If 2020 was a Christmas Tree, it would be the new Rockefeller Center one. A longstanding tradition in NYC since 1931 and meant as a display of optimism during the great depression, the new tree was unveiled on Saturday and it unfortunately did not spark joy. The 75 foot tree had bare and sagging bottom limbs, giant holes all around the base, and leaned to one side as if the trunk couldn’t support the rest of it.
As if the writers felt their metaphor for 2020 didn’t quite hit home, a saw-whet owl was found perched in the tree on Monday. Of course, this discovery (along with the lackluster first look) set Twitter ablaze with tweets about both the tree and the owl. The owl was taken to safety by the Ravensbeard Wildlife Center with plans to return him back into the wild soon. So, no owls were harmed in the unveiling of the Christmas Tree.
The tweets, were savage to say the least. “So, the folks at Rockefeller Center stole an owl’s tree, then evicted him” one person tweeted. In regards to the Christmas Tree, Twitter had some thoughts.
Liam Stacked of the New York Times tweeted, “The 2020 Rockefeller Center Christmas Tree looks like one of those really old tree people in ‘Lord of the Rings’ that just wanders off into the forest to die.” And the haters didn’t stop there:
The tweets are endless, and I would encourage you to take a trip down the rabbit hole there for some really great gems. While the tree at first glance is reminiscent of Charlie Brown’s Christmas tree, they were able to turn it into something magical. Perhaps 2020 has left us without hope, expecting the worst at all times. But we should take solace in the fact that an unveiling is not indicative of what the giant Rockefeller Center Christmas Tree will eventually be.
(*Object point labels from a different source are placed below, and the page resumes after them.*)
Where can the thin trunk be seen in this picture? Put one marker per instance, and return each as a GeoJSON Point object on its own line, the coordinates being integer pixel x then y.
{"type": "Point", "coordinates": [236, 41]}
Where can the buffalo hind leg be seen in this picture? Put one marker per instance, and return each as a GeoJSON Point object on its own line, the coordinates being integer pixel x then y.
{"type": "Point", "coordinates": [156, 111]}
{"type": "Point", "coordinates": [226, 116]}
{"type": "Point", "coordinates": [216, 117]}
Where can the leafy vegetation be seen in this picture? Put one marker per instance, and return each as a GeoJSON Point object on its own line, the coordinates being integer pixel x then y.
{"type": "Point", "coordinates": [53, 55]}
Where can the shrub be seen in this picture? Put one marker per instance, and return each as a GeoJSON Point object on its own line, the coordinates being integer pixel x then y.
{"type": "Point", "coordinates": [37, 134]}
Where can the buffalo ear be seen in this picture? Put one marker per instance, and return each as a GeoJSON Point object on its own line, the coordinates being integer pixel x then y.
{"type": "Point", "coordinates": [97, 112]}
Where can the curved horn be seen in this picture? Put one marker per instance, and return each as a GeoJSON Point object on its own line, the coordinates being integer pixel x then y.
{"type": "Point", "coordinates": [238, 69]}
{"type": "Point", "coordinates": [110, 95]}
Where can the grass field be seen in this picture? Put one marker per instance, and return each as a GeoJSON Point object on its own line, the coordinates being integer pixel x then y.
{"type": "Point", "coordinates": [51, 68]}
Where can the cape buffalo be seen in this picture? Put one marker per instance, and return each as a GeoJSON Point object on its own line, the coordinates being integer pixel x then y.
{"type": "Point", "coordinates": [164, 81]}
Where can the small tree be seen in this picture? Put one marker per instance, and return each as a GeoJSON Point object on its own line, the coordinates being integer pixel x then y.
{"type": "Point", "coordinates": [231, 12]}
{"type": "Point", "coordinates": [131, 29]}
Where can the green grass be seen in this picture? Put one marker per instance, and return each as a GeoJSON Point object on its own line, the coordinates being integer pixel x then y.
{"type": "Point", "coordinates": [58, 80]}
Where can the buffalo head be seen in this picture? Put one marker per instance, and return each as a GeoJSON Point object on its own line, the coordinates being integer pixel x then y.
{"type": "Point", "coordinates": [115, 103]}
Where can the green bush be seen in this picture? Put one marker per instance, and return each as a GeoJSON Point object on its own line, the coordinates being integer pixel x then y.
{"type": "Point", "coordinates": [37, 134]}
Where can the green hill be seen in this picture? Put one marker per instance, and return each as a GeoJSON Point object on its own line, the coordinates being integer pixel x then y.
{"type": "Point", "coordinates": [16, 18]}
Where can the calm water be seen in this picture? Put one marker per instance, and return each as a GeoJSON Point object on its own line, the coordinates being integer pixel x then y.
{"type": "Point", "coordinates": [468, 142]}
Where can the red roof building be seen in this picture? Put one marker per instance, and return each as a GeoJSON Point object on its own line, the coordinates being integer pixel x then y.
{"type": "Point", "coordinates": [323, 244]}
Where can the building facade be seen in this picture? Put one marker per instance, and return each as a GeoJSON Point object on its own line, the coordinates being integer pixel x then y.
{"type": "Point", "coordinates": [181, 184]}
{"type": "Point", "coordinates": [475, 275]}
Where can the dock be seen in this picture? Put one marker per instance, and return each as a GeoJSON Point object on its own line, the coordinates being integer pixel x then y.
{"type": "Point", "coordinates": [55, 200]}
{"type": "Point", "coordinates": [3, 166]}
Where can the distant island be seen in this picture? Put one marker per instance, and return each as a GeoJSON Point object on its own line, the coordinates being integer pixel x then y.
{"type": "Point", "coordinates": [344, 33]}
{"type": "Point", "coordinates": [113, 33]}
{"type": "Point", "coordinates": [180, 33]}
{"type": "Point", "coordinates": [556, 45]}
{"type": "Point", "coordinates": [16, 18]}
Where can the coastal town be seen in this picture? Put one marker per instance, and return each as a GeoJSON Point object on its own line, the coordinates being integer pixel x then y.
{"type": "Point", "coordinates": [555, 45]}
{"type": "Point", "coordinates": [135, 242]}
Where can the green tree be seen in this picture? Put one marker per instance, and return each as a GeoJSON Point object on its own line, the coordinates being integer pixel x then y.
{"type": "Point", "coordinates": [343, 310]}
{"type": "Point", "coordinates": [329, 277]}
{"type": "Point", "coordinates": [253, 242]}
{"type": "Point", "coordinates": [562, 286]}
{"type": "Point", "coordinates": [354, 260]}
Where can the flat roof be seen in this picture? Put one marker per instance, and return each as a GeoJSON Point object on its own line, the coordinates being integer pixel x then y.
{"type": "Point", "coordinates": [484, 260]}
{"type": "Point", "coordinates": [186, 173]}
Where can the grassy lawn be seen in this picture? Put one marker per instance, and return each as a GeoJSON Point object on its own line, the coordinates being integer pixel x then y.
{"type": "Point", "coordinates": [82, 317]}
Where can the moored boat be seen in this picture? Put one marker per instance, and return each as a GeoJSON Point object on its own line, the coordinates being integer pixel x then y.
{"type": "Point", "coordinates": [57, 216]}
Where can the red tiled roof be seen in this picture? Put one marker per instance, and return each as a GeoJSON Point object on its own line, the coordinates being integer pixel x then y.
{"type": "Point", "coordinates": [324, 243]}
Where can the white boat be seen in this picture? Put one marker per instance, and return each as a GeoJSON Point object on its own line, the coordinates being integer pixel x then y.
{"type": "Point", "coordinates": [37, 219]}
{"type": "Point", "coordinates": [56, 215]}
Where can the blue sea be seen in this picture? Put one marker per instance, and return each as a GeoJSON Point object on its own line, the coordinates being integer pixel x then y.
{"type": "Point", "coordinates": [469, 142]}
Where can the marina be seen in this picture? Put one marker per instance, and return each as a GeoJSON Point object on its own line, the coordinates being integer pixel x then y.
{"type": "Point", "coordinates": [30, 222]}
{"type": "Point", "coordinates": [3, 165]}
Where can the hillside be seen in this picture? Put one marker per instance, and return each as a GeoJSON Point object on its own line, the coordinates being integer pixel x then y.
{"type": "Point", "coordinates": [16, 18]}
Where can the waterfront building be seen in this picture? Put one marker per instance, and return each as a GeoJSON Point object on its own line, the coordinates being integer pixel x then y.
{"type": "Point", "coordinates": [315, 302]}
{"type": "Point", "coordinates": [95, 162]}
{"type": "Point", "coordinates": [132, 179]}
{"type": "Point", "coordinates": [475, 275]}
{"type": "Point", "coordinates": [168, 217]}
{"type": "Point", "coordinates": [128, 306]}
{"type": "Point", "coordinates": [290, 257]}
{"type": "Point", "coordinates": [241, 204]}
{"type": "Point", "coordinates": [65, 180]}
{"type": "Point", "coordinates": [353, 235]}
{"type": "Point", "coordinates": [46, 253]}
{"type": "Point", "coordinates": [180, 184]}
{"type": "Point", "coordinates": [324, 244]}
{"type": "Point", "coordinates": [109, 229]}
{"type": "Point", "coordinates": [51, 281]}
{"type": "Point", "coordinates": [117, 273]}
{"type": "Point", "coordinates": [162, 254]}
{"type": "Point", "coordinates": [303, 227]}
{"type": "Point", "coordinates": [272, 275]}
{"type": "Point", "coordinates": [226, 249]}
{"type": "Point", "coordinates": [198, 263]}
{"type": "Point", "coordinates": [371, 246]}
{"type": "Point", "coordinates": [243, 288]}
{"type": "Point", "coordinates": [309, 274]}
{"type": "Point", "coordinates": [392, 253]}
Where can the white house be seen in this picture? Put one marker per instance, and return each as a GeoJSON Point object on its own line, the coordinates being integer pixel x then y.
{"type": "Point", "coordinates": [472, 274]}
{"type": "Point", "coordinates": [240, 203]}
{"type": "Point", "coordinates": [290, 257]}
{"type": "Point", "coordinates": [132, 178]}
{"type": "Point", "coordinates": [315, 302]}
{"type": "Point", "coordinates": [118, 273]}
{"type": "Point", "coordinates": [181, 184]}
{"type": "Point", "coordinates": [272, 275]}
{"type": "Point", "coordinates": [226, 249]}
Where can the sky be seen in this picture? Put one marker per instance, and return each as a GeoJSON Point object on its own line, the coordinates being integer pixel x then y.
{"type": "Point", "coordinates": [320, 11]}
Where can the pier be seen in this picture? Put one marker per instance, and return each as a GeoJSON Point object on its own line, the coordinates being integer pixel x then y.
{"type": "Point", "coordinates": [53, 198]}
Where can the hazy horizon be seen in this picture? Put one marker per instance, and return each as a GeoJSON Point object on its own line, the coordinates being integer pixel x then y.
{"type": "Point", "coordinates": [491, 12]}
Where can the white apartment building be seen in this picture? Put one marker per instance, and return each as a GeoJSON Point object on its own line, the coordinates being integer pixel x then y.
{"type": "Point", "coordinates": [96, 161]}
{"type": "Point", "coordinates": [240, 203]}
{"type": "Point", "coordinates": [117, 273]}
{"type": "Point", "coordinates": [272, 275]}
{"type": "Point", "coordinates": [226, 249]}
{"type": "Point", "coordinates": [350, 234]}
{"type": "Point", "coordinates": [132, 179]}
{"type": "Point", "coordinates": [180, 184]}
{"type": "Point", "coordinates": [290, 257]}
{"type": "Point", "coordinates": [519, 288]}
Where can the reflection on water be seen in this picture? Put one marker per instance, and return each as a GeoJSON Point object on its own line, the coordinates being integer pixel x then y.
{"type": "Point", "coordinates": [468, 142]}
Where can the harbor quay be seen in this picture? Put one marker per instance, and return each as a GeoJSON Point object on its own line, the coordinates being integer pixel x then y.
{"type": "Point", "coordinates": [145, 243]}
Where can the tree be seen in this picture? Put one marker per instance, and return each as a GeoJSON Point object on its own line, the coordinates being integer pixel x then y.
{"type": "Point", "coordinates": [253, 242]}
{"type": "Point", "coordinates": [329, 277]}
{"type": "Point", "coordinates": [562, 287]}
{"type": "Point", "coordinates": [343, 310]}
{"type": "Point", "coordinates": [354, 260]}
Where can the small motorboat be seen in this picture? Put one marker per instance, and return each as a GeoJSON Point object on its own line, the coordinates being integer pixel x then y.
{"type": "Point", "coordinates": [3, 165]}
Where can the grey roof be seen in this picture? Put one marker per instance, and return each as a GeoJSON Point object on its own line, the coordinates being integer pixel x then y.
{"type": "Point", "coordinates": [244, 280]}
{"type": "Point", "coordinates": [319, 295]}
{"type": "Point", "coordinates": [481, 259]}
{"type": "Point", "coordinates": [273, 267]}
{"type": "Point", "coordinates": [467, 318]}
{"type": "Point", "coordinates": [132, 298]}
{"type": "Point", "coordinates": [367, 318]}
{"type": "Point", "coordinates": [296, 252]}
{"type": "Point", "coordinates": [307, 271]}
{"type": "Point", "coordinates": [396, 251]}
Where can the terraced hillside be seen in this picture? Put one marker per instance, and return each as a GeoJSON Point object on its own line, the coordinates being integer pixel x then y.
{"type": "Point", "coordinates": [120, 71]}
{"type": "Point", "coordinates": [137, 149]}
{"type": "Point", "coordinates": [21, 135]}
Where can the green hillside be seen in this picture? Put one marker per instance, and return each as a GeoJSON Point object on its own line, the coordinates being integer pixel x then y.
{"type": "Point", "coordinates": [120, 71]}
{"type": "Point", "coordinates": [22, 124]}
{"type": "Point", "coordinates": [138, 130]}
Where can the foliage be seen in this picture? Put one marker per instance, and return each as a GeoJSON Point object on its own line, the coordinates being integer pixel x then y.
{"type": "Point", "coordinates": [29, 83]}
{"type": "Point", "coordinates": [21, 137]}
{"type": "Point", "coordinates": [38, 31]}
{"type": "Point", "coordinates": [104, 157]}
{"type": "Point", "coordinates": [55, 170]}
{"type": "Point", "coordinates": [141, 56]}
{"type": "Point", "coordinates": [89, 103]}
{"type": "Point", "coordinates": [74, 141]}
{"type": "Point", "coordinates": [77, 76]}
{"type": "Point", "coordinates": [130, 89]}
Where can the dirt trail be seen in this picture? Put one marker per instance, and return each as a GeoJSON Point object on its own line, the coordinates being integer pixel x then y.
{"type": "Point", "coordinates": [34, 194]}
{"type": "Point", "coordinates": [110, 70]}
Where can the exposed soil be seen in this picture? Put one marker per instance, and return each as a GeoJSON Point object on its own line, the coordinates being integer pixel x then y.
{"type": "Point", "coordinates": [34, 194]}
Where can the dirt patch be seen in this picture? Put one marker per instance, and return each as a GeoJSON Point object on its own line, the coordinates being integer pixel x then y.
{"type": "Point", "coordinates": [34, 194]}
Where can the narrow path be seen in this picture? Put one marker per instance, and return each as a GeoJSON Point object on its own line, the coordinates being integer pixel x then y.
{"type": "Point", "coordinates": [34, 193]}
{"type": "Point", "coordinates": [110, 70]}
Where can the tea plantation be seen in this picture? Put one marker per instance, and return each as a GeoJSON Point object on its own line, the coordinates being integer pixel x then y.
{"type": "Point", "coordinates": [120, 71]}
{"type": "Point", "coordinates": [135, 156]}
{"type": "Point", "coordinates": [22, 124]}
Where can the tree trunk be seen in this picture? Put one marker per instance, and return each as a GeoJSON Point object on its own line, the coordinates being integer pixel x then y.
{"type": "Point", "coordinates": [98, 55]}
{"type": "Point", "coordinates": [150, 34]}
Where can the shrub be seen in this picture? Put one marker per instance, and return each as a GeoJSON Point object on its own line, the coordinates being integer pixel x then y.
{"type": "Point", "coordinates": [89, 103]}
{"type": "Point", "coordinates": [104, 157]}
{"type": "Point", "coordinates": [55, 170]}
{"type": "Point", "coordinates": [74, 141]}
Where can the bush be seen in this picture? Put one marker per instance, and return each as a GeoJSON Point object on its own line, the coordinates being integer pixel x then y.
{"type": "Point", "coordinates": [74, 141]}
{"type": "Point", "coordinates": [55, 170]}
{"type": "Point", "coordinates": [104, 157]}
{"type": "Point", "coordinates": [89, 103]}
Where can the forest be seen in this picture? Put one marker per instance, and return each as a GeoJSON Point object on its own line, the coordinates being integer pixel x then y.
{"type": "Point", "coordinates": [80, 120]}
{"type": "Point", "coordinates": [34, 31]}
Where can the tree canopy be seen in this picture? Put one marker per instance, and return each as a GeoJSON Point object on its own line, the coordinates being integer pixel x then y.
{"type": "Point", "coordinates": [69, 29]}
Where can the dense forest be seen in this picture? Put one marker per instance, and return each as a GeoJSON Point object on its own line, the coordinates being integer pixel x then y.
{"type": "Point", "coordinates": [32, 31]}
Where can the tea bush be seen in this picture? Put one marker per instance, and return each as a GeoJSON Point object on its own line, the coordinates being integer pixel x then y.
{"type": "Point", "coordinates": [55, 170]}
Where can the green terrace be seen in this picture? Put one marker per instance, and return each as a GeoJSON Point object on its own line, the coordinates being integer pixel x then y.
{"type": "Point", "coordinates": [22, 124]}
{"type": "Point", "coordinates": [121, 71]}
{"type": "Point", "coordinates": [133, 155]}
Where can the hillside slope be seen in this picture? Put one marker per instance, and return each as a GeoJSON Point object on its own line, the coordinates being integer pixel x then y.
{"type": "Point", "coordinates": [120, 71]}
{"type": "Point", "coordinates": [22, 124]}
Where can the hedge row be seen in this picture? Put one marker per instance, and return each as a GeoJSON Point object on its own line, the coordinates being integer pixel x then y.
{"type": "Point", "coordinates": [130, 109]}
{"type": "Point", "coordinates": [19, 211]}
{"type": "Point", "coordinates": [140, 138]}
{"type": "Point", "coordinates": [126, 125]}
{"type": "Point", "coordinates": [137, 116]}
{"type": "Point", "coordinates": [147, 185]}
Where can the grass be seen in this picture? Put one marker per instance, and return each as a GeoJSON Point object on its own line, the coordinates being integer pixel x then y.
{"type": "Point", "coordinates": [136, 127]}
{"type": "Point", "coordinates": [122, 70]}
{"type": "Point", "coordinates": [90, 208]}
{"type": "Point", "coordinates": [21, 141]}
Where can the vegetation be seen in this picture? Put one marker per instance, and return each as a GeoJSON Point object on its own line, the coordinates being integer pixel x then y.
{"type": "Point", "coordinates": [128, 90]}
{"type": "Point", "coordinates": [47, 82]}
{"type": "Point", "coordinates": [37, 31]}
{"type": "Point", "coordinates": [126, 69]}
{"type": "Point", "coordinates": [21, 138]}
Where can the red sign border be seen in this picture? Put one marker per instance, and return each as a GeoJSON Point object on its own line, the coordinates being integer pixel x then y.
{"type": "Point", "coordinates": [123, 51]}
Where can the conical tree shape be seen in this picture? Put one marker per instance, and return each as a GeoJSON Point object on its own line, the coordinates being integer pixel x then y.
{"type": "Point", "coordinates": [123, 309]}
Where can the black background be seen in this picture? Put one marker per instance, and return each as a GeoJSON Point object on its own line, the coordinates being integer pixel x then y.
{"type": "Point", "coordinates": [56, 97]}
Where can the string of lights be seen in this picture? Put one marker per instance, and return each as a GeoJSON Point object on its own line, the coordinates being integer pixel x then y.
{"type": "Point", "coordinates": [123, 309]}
The Rockefeller Center sure seems confident, and had no problem quipping back at the naysayers on Twitter saying, “Wow, you all must look great after right after a two-day drive, huh? Just wait until I get my lights on! See you on December 2!” Here’s hoping the Center’s “cheer up, Charlie Brown” message ends up being true, because if there’s one thing we could all use in 2020, it’s a little holiday joy and all of the lights courtesy of Rockefeller’s Christmas Tree tradition.